Getting Good at BJJ: Patching Holes in Your Game ⛵
The Josh Waitzkin Method: Moving Toward Your Weaknesses
The Hidden Advantage: Why Fixing Weaknesses Accelerates Growth
Have you ever noticed how the best grapplers seem unbeatable in certain positions? It's rarely because they know countless techniques—it's because they've systematically eliminated their vulnerabilities.
The Leaky Boat Theory
Think about your BJJ game as a boat. You have two choices with your limited training time:
Add more sails and a bigger engine (expanding your technical repertoire)
Patch the holes where water is leaking in (fixing recurring mistakes)
Both approaches have value, but most of us naturally gravitate toward option #1. It's exciting and feels like tangible progress. But there's extraordinary potential in option #2 that often goes untapped.
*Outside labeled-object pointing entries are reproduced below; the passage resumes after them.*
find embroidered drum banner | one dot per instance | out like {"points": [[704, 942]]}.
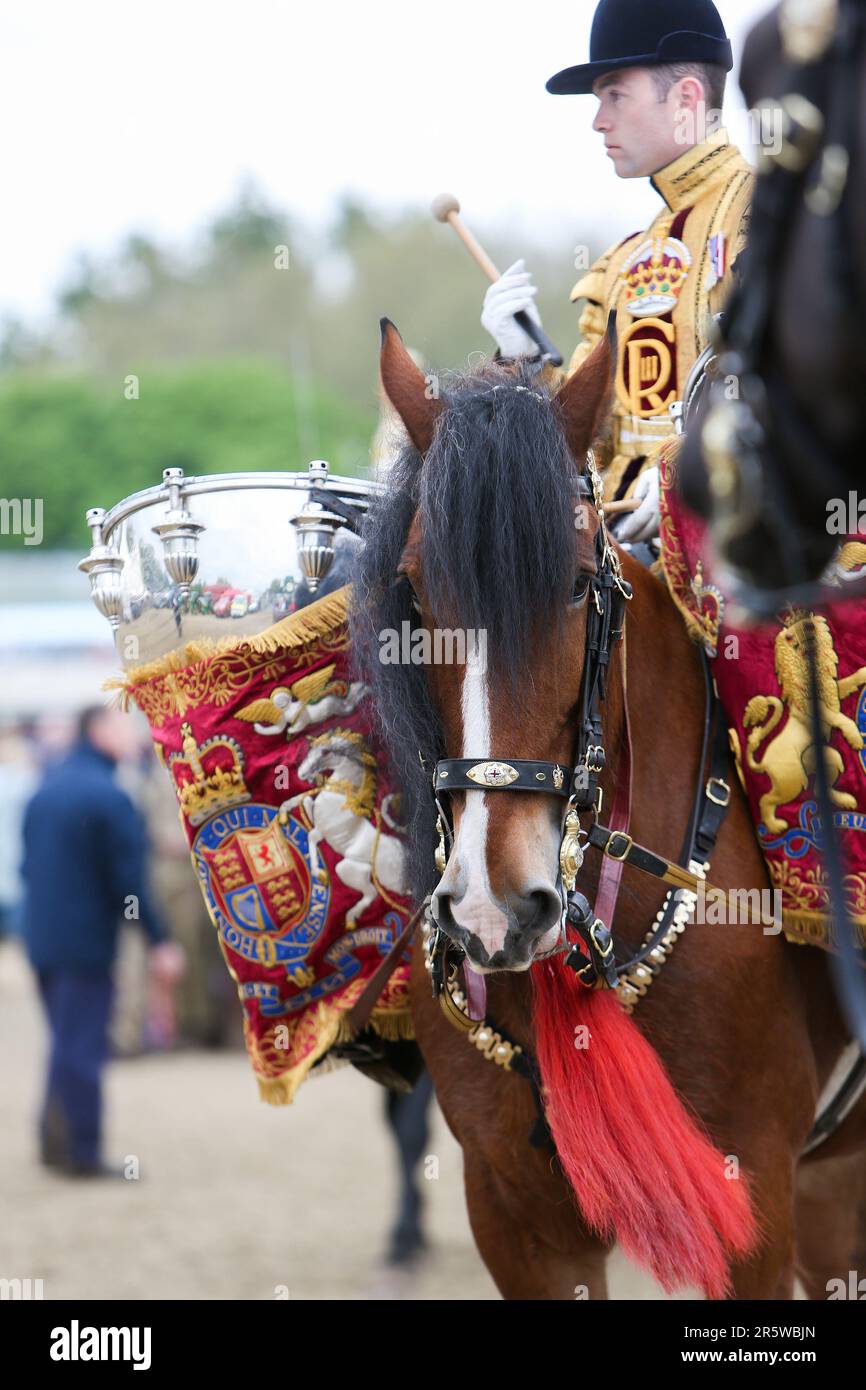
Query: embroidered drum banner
{"points": [[293, 829], [763, 684]]}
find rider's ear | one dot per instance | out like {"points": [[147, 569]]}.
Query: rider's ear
{"points": [[584, 396], [406, 388]]}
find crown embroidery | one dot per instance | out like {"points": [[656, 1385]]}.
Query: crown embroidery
{"points": [[209, 776], [655, 275]]}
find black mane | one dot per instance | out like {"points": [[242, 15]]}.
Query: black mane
{"points": [[495, 496]]}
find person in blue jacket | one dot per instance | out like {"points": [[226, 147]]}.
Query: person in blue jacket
{"points": [[84, 875]]}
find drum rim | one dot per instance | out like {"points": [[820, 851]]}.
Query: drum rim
{"points": [[203, 483]]}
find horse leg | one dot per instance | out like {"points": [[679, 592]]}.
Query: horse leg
{"points": [[831, 1223], [769, 1271], [521, 1262]]}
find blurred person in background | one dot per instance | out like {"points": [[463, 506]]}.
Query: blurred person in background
{"points": [[17, 781], [84, 872]]}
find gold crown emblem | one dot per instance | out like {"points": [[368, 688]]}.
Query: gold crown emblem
{"points": [[794, 616], [655, 275], [209, 776]]}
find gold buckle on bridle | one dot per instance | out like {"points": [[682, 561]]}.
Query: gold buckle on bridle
{"points": [[724, 798], [619, 834]]}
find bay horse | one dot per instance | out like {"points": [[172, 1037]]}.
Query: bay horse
{"points": [[677, 1133]]}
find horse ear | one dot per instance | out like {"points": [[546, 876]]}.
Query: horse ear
{"points": [[584, 395], [406, 388]]}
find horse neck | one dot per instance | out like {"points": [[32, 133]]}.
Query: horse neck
{"points": [[665, 697], [663, 692]]}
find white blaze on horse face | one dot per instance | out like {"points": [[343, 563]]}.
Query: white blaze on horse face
{"points": [[473, 905]]}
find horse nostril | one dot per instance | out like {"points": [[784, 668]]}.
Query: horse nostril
{"points": [[537, 911]]}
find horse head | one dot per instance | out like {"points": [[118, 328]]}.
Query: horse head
{"points": [[484, 538]]}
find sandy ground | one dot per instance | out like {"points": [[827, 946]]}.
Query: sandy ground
{"points": [[235, 1198]]}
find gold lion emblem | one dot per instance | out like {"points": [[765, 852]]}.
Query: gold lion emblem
{"points": [[790, 759]]}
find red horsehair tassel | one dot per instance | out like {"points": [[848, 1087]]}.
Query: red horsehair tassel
{"points": [[642, 1171]]}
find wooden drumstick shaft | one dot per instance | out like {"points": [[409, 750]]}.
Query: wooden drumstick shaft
{"points": [[446, 209], [473, 246]]}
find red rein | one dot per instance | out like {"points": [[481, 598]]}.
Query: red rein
{"points": [[642, 1172]]}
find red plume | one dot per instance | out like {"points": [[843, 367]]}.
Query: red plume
{"points": [[642, 1171]]}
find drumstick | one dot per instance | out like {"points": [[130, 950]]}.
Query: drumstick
{"points": [[613, 509], [445, 209]]}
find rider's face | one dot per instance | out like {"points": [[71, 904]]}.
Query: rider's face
{"points": [[642, 134]]}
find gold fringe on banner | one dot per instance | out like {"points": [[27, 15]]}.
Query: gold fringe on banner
{"points": [[312, 623]]}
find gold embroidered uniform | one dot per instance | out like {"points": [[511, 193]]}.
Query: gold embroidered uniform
{"points": [[665, 285]]}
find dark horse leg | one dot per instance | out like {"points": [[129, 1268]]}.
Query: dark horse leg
{"points": [[520, 1207], [831, 1223]]}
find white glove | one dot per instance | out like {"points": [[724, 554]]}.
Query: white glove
{"points": [[505, 298], [644, 521]]}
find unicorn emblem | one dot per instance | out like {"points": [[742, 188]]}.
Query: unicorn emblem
{"points": [[341, 809]]}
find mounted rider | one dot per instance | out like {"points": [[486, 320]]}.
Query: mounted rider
{"points": [[659, 71], [658, 68]]}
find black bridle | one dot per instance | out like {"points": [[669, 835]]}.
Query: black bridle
{"points": [[606, 595]]}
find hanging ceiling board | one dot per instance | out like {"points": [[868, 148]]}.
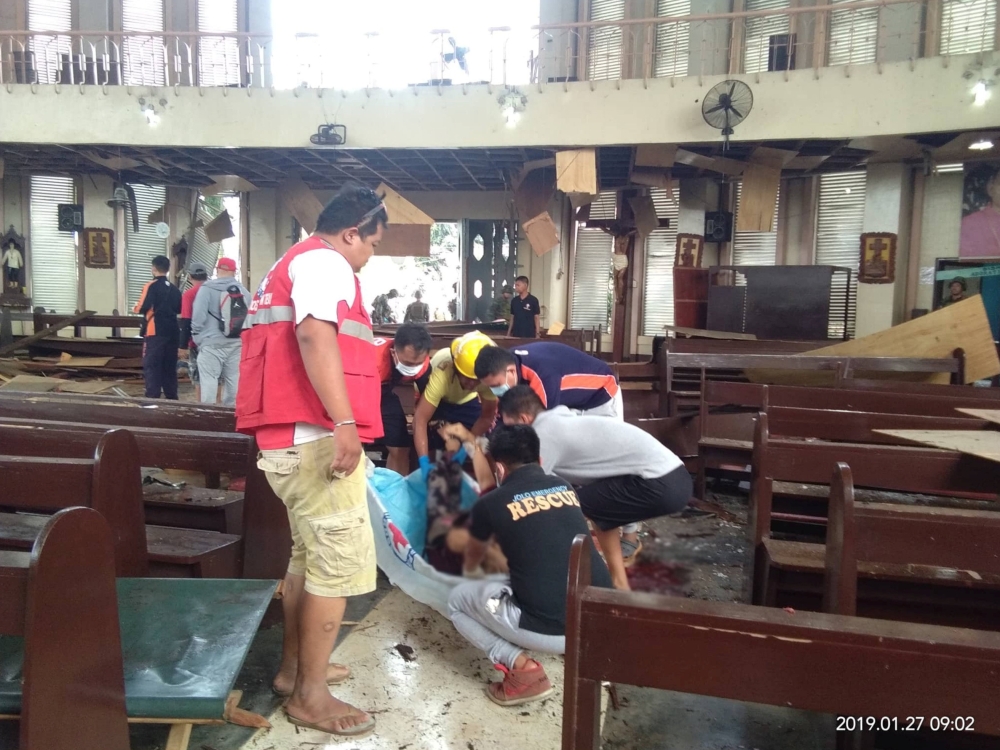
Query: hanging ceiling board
{"points": [[542, 233], [656, 155], [228, 183], [33, 383], [720, 164], [400, 210], [403, 240], [758, 199], [644, 211], [990, 415], [220, 228], [301, 202], [962, 325], [576, 171], [532, 196], [981, 443]]}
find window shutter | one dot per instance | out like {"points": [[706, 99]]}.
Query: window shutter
{"points": [[592, 279], [142, 246], [604, 44], [754, 248], [658, 295], [967, 26], [144, 55], [54, 265], [839, 224], [672, 40], [219, 56], [759, 31], [853, 36], [49, 15]]}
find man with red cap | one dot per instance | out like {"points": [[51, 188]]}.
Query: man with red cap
{"points": [[220, 308]]}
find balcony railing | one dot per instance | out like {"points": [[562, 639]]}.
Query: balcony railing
{"points": [[836, 34]]}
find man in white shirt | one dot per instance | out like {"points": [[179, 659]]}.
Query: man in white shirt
{"points": [[624, 474]]}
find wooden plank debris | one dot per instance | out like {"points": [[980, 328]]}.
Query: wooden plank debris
{"points": [[45, 332], [660, 155], [576, 171], [542, 233], [646, 220], [698, 333], [990, 415], [981, 443], [963, 325], [301, 202]]}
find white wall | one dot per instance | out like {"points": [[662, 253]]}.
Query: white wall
{"points": [[887, 205], [100, 285], [940, 226], [865, 103]]}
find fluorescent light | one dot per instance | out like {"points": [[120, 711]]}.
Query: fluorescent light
{"points": [[981, 93]]}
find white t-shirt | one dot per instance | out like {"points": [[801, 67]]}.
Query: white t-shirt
{"points": [[321, 280]]}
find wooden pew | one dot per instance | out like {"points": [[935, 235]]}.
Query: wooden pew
{"points": [[117, 658], [727, 412], [895, 468], [110, 483], [207, 452], [73, 694], [122, 412], [847, 666], [882, 560], [701, 369]]}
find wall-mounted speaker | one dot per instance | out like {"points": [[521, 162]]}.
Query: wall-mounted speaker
{"points": [[70, 217], [718, 226]]}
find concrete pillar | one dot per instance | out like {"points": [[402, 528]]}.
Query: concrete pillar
{"points": [[266, 244], [887, 209], [940, 227], [100, 285]]}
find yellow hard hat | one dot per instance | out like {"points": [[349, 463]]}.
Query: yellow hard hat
{"points": [[465, 349]]}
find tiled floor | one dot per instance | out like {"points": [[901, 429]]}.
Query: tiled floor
{"points": [[435, 702]]}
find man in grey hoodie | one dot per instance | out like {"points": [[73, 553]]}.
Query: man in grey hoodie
{"points": [[218, 355]]}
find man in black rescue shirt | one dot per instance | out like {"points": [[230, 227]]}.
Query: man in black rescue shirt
{"points": [[534, 517], [524, 312], [160, 304]]}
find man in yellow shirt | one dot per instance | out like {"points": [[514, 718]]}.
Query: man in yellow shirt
{"points": [[454, 394]]}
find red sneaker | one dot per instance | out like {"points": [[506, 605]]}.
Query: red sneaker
{"points": [[520, 685]]}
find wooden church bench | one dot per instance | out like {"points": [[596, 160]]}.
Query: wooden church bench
{"points": [[115, 410], [119, 656], [896, 468], [210, 453], [917, 564], [110, 483], [847, 666]]}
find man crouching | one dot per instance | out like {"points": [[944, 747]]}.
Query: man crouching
{"points": [[534, 517]]}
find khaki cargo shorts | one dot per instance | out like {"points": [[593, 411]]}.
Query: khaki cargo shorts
{"points": [[332, 541]]}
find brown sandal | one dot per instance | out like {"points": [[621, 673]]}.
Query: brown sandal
{"points": [[355, 731], [330, 681]]}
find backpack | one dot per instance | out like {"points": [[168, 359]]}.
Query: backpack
{"points": [[232, 312]]}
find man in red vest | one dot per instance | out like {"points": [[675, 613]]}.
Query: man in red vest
{"points": [[309, 392]]}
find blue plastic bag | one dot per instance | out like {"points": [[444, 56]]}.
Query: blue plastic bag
{"points": [[405, 499]]}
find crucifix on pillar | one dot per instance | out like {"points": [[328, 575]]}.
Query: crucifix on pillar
{"points": [[625, 233]]}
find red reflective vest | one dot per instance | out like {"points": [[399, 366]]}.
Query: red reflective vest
{"points": [[274, 387]]}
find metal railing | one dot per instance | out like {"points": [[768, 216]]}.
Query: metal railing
{"points": [[835, 34]]}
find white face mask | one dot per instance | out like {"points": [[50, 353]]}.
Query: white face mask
{"points": [[409, 371]]}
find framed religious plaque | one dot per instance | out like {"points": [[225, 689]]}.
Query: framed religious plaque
{"points": [[98, 248], [878, 258], [689, 247]]}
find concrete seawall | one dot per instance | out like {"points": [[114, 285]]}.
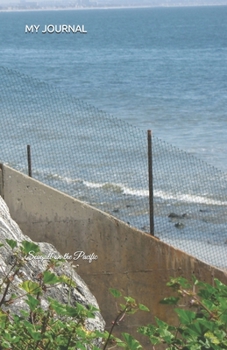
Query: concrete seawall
{"points": [[127, 259]]}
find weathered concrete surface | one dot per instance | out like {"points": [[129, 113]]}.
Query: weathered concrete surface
{"points": [[10, 230], [128, 259]]}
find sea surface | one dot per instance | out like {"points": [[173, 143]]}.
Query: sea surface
{"points": [[163, 69]]}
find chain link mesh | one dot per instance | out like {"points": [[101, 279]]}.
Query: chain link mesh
{"points": [[103, 161]]}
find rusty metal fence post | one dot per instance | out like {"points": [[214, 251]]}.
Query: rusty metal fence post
{"points": [[150, 177], [29, 161]]}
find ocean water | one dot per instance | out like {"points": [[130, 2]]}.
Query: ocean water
{"points": [[163, 69]]}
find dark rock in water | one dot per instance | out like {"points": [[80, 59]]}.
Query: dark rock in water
{"points": [[10, 230], [179, 225], [178, 216]]}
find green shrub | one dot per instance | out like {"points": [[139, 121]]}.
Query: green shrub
{"points": [[200, 307]]}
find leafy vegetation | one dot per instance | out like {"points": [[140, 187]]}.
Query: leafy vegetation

As a black belt, I can tell you that nearly 90% of the trouble I encounter in sparring comes from just 1-2 specific scenarios that I've neglected to fix. This pattern is even more pronounced at earlier belt levels.
Identifying Your Leaks
Take a moment to reflect on the last five times you were submitted. Is there a pattern?
Are you getting caught in the same submission repeatedly?
Always ending up in disadvantageous positions?
Are you struggling with specific transitions?
If you have developed your BJJ awareness, you might even identify the root cause further upstream—perhaps your takedown head placement is consistently putting you in vulnerable positions.
Even if you can't pinpoint exactly why you're repeatedly getting armbarred, you can still patch that hole by becoming exceptionally good at late-stage armbar defense.
The Courage to Face Weaknesses
This is where ego enters the equation. It takes real courage to deliberately train in areas where you're weakest.
Consider how many grapplers abandon wrestling entirely after being caught in submissions repeatedly. Rather than improving their entries or developing solid defenses, they simply avoid the problem altogether.
Imagine the alternative: becoming so proficient at defending ankle locks that they transform from a major threat into an opportunity. Or developing such confidence in your submission defense that you can finally unleash your full potential without hesitation.
The Growth Philosophy
This approach was crystallized for me by Josh Waitzkin (Marcelo Garcia's first black belt) during his appearance on Joe Rogan's podcast. He advocates for deliberately moving toward your flaws rather than protecting or hiding weaknesses.
When you make this a philosophy—consistently identifying and addressing vulnerabilities—your entire game develops a solidity and completeness that's truly remarkable. Your "fundamentals" evolve to a depth few practitioners ever reach.
This Week's Challenge
Take this week to be brutally honest about your technical gaps:
Identify one recurring "hole" in your game
Commit to spending focused time addressing it
Rather than avoiding situations that expose this weakness, seek them out
Yes, this is more abstract than a specific technique breakdown, but I genuinely believe this approach has more potential to transform your jiu-jitsu than any single move I could teach you.
What I'm Studying
I'm currently working through some new front headlock control systems and testing concepts from recent instructionals. Keep an eye out for Anaconda-inspired emails in the coming weeks as I integrate these principles into my own game.
What's your biggest "leak" that you've been working on fixing? Reply and let me know—I'm curious to hear what patterns emerge across our community.
Oss 👊
Great post, I can relate with the ego part.
I been working on my Ankle Lock and Triangle Choke defense. I already got really good at escaping fully lock in triangles but still struggling with Ankle Locks (there's progress tho).
Deciding that I needed to improve my Ankle Lock defense was easy because I got submitted multiple times in competition with it, but for the triangle I had to eat my ego.
I usually do a good job avoiding triangles but I noticed that when I did get into one I was getting submitted always, so I started working on it and doing specific rounds. Right now I'm pretty confident on My late-stage escapes.
Powerful post with excellent reflective questions. The Art of Learning is one of my favorite books!